Кто она для него, Еньми? Сестра друга, дочь друга отца, дочь хозяина дома? Он вздрогнул. Откуда пришло это непривычное выражение — «хозяин дома»? Хозяин. Впервые появилась мысль, что он всего лишь приживальщик в чужом доме. Нахлебник. Он стал пристально вглядываться в далекий горизонт, окаймленный облаками. Что-то маленькое и белое, как обрывок облака, мелькало на серебристом фоне моря. Одинокая чайка. Наверное, она сейчас вся напряжена, зорко вглядываясь в глубину и выискивая добычу. Вот она сложила крылья и камнем падает в воду, и тут же, словно опомнившись, резко взмахивает крыльями и свечой взмывает вверх. Замечательная картина…
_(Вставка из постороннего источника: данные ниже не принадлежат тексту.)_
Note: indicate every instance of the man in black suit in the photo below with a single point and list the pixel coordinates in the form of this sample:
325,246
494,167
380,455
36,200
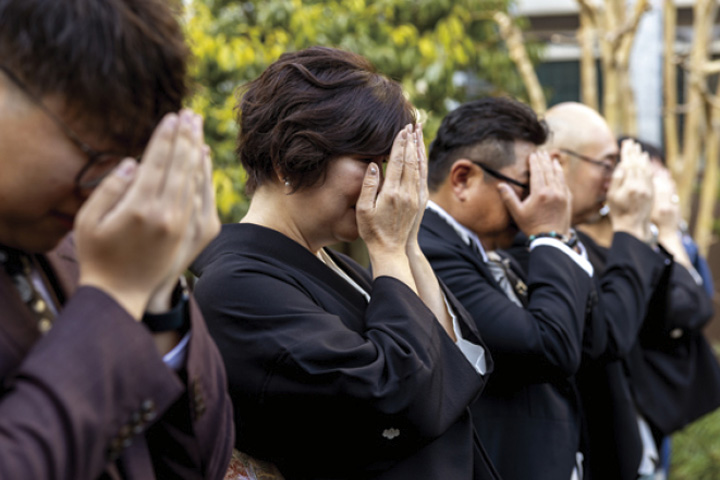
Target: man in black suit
487,181
644,357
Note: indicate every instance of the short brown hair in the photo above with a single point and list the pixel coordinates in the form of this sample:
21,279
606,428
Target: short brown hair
118,65
312,106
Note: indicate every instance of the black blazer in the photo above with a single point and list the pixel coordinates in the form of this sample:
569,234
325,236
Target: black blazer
624,284
674,375
327,385
528,416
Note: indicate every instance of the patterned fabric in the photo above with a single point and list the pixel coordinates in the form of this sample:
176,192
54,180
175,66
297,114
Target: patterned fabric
244,467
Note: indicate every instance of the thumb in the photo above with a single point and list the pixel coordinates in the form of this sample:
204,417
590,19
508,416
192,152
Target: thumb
510,199
108,193
371,185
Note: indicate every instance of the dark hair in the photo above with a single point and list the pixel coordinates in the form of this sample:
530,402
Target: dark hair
652,150
118,65
312,106
483,130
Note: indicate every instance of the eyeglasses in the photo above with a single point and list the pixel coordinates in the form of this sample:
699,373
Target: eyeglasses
99,164
500,176
607,165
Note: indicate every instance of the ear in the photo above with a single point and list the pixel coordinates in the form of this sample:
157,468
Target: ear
461,177
279,175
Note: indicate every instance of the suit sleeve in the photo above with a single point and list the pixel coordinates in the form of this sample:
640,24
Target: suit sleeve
309,386
94,373
537,343
632,275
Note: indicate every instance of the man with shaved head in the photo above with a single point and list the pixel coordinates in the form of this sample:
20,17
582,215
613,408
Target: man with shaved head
630,277
487,180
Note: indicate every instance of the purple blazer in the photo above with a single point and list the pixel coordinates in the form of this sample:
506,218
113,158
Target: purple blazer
93,399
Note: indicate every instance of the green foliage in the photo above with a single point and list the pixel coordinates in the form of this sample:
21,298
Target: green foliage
696,450
422,44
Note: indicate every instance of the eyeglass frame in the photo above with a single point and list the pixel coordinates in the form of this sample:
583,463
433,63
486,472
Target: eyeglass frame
94,156
608,169
500,176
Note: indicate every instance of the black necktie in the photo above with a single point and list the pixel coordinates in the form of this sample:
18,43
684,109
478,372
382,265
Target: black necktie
512,285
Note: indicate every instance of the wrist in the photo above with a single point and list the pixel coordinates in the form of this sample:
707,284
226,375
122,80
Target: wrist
134,302
569,239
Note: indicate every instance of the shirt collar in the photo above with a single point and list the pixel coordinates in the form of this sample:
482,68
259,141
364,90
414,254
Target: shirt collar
465,234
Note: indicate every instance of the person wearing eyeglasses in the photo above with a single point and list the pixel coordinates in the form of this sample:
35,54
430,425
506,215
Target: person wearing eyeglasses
107,368
630,277
673,373
488,178
336,372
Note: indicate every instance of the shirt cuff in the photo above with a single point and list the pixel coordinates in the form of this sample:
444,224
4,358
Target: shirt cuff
475,354
177,357
580,259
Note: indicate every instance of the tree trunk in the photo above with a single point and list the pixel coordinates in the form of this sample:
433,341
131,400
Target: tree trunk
709,188
670,87
588,70
516,49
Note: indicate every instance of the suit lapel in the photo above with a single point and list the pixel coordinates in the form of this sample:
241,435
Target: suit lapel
444,233
17,326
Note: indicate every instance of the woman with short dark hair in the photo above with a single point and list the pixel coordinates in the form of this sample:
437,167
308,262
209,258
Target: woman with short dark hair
335,372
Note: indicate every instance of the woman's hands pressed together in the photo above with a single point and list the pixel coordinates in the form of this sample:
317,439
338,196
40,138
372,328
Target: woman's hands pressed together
145,223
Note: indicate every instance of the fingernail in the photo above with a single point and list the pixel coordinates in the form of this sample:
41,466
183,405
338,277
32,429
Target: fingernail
171,120
126,169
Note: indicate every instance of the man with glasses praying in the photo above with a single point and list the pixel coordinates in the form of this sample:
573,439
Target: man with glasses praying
106,365
631,279
487,180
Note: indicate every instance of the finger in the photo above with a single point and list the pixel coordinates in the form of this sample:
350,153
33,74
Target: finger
369,191
393,172
547,169
209,208
186,163
422,161
410,160
558,175
110,191
510,199
155,160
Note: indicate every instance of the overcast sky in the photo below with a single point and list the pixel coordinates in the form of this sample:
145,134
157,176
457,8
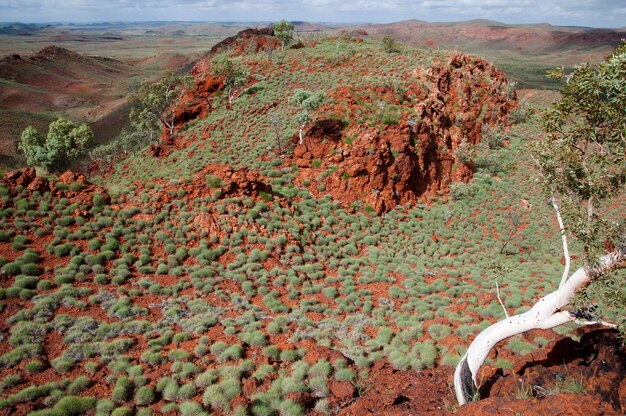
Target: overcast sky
595,13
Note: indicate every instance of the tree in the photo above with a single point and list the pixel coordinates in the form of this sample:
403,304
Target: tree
64,143
581,165
390,45
307,102
155,104
234,74
284,30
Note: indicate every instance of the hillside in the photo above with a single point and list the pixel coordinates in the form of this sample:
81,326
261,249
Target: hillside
233,270
524,52
36,89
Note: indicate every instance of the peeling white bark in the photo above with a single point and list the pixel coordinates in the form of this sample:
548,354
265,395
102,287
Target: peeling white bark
547,313
568,259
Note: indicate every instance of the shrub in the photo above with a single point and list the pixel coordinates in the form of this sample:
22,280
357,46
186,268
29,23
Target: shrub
122,390
80,384
65,142
145,396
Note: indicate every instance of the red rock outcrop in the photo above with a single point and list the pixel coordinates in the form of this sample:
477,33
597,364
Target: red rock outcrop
403,162
27,178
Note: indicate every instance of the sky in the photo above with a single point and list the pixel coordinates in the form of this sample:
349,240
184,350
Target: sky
592,13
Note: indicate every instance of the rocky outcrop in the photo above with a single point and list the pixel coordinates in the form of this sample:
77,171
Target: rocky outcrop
415,155
70,185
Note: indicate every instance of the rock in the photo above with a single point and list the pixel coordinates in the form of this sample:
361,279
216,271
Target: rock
21,177
69,177
39,184
401,163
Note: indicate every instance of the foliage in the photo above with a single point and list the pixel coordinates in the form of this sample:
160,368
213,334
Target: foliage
64,142
235,75
307,102
582,160
284,30
155,104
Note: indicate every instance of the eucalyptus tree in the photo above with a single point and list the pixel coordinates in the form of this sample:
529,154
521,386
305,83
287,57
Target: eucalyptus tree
307,102
284,31
234,75
581,165
154,105
64,142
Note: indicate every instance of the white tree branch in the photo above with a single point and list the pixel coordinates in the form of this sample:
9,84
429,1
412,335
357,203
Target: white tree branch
548,312
568,259
506,313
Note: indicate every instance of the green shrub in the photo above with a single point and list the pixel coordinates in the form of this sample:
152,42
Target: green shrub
145,396
78,385
123,390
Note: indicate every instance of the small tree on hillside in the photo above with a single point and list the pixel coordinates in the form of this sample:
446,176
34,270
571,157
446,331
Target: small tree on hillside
390,45
234,74
307,102
155,104
582,163
64,143
284,31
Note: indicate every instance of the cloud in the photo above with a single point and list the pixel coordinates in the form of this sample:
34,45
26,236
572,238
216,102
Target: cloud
581,12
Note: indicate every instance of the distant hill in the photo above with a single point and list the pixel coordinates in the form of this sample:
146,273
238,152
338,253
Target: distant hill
36,89
524,51
18,28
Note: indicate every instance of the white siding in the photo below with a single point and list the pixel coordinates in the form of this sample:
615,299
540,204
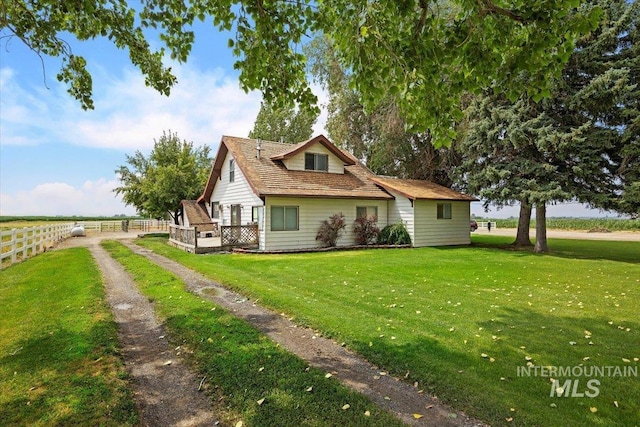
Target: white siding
237,192
401,210
297,162
431,231
311,213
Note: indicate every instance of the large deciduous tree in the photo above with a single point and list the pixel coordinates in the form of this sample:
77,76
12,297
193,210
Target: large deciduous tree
285,124
422,53
579,144
174,171
379,138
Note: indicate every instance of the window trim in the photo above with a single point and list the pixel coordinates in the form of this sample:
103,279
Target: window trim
366,212
284,218
316,156
441,211
215,210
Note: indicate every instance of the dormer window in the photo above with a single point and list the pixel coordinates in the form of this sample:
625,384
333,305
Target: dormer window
316,162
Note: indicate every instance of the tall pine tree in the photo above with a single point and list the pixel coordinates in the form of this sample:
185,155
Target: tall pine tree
579,144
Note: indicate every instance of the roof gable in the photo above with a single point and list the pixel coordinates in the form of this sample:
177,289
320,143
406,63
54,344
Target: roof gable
266,174
420,189
304,146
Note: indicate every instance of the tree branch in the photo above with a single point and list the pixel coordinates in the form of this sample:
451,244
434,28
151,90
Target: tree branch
487,7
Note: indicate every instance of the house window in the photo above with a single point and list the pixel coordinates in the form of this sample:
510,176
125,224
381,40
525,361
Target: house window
284,218
366,211
215,210
444,210
316,162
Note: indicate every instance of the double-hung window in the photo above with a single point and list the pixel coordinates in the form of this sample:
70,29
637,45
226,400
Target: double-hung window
215,210
444,210
366,211
316,162
284,218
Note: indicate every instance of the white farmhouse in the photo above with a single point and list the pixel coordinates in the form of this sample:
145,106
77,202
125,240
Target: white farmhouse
288,190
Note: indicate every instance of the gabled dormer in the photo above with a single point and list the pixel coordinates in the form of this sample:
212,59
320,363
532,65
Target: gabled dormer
315,155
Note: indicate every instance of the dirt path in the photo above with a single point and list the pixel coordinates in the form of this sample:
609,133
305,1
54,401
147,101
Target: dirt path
388,392
165,390
167,394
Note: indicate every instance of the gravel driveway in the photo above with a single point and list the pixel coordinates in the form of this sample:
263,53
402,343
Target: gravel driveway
166,392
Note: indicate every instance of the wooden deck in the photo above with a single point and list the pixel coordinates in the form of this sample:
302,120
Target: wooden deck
187,238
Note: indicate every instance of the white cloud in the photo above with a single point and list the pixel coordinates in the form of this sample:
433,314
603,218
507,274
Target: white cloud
93,198
203,106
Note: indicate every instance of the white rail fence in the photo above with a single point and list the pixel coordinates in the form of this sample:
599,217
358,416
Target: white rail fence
19,244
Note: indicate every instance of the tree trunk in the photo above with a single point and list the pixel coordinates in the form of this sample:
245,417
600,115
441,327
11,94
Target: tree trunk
524,221
541,229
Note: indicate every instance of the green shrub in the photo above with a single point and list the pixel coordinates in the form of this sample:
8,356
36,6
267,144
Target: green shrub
394,234
331,229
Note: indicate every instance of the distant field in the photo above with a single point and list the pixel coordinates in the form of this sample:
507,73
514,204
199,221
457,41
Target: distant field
609,224
31,221
460,321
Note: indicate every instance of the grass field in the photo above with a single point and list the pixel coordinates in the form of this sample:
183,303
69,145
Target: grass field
462,321
582,224
59,361
250,377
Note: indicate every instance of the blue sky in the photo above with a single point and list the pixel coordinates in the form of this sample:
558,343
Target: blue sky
56,159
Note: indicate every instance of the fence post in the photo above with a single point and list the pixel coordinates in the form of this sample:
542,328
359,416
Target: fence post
195,237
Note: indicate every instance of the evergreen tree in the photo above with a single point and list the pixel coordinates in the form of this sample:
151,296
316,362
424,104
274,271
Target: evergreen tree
379,138
579,144
285,123
422,53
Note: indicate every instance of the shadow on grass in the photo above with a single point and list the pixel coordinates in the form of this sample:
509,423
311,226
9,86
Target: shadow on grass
488,387
628,252
243,367
584,343
66,379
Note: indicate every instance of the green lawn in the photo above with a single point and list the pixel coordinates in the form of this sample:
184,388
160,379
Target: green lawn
462,321
59,361
250,377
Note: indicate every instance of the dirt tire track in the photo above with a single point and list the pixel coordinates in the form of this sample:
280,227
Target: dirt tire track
388,392
165,394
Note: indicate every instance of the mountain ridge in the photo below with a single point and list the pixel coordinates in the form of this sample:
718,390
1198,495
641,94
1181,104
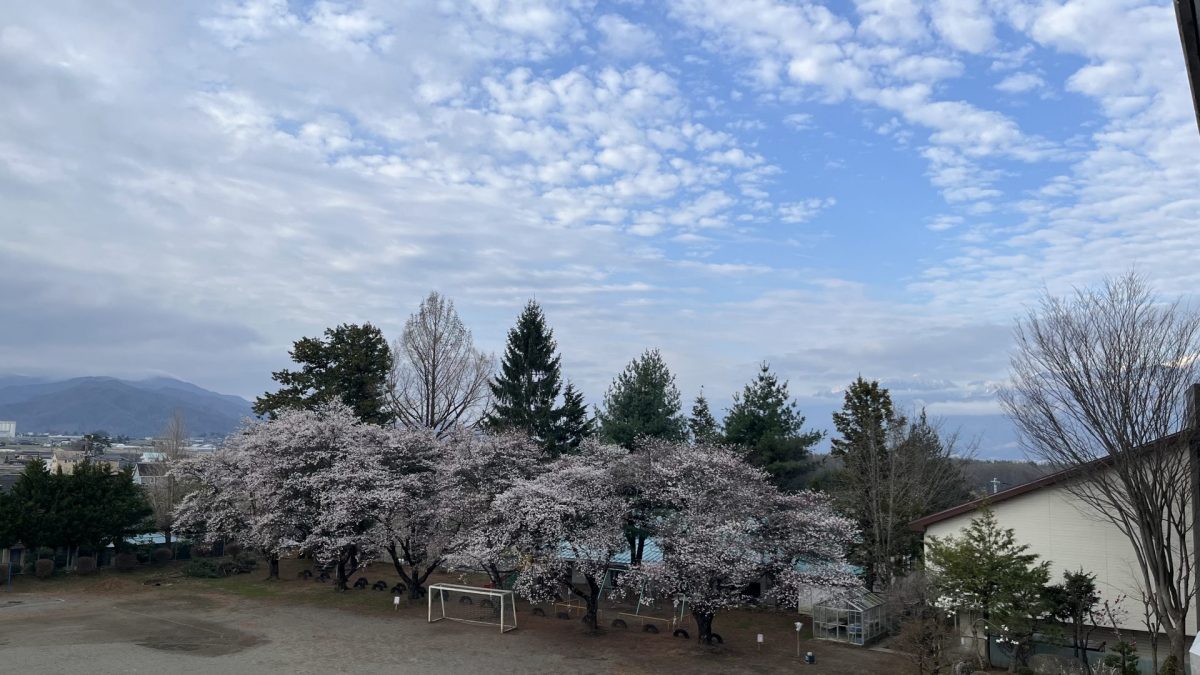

Менджюн перевел взгляд на девушку. Сидя рядом с ним, она носком туфельки ковыряла песок. Платье в синюю полоску было ослепительно ярким. Они сидели под деревом, но тень не укрывала от лучей: море отражало солнечный свет. Он взял ее руки в свои. Она слегка вздрогнула от неожиданности, но руки не отняла. Что делать дальше, он не знал. Время шло, он терял уверенность. Постепенно его охватило замешательство. Она чуть шевельнула пальцами, как бы желая отнять руку, и это движение придало ему смелости. Он с силой обхватил ее за талию и притянул к себе. Потянулся губами к ее лицу, но она обеими руками отчаянно отталкивала его, отворачиваясь. Менджюн еще крепче притянул ее за талию, развел сопротивлявшиеся руки, обнял и вдруг почувствовал упругую грудь, затрепетавшую, как пойманная птица. Девушка внезапно затихла, спрятав голову на его груди. Он искал ее губы, стараясь поцеловать, но она все ниже опускала голову, избегая его прикосновения. Возмущенный, он дрожал всем телом. Отпустив ее талию, он обеими руками запрокинул ей голову и впился в губы, не давая времени передохнуть. Она точно ждала этого: покорно приоткрыла рот, и он ощутил своим языком ее язык. Силы покинули ее, и Менджюн целовал ее, чувствуя как тяжелеет в его руках ее тело. Не отпуская ее губ, он прижал Юнай к груди. Глаза ее были закрыты, руки бессильно опущены, а дрожащее тело непроизвольно двигалось навстречу алчущей мужской плоти.